What about plagiarism, students just copying out essay answers from online? "What's wrong with that? Tell students, get the three best essays on this subject, from the internet. Pick the best bits of all three, make your own essay, and explain to us in a presentation how you did it. That's a useful thing to learn how to do.
"Bring an iPad to an exam. That's what happens in the real world. What are you memorising for? For what, for whom? Using the same example, ask in the exam, why does a three terabyte hard drive not exist? The answer is in complex solid-state physics. Which you can use your iPad to be able to work out."
It is, Sugata admits, very difficult to overhaul a school system rooted deeply in society, established in the 19th century. It was one of the reasons he originally envisaged his "school in the cloud" to be entirely for the developing world.
In Victorian times, "knowledge was inside teachers' heads, and in big dusty books in libraries," he says. "You had to produce knowledge from your own head, so you had to memorise it. But all those conditions are gone now.
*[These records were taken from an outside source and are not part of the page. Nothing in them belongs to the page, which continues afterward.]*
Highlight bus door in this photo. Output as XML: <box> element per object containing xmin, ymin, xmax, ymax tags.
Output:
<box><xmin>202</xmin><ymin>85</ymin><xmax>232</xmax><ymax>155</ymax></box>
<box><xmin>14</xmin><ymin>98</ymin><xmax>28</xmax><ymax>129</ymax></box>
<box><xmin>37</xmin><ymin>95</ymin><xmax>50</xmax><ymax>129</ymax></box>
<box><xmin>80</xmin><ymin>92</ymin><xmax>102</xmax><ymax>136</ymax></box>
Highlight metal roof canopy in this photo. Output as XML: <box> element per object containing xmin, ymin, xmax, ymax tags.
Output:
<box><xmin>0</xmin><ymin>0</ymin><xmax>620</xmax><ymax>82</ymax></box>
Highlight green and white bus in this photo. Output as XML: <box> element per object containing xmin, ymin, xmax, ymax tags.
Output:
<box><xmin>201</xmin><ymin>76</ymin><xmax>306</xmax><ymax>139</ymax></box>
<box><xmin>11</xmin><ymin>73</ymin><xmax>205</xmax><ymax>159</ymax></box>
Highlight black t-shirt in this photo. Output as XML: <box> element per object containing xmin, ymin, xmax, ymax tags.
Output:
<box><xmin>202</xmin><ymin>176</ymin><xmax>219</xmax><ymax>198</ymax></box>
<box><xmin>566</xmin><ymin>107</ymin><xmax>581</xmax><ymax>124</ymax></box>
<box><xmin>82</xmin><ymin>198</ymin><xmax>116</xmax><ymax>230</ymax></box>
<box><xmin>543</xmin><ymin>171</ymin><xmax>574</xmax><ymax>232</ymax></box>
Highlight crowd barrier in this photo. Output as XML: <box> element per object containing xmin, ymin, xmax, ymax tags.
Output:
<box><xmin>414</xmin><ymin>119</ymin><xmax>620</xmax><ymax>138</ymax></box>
"The educational system teachers people to be clerks. To understand and follow instructions, to create clerks, factory workers, robots effectively.
"Yes, it was originally an idea for the developing world, but I move to England and started trying out the ideas in English schools, and a whole bunch of teachers said, 'oh my god, this works, this works fantastically'. This flies in the West."
Apart from dealing with concerned teachers who think they'll be replaced by robots ("that's not true, they are more important than ever, they just have to ask different questions," he says) Mitra says parents are inevitably concerned about safety online.
It doesn't particularly concern him though. "The internet is seen as being dangerous for children. So we lock up the child alone in a room, without access to anything in the outside world? There are dangers on the internet, there are dangers when you cross the road."
Mitra knows that he cannot give every child in India an iPad. He isn't even interested in doing so. He just wants to see if it's possible or not. "I am not particularly interested in changing the world.
"I just want to know if it is possible to create a school, entirely on the internet? Can I teach children to read quickly, when they are young, so they can use the internet for everything else? And if that changes the world, good for the world.
"But you can leave me out of it at that point. I am just curious to know if it is possible. There are children who have nothing, absolutely nothing. And this facility might just be able to level the playing field.
"But it won't be ME, who levels the playing field. I make the method. Somebody else has to put it in the hands of the children.
"It needs the co-operation of governments, of teachers, and parents, otherwise the technology just lies around.
"But if it is good enough, and a few people see it, technologies just take off and no-one can stop them."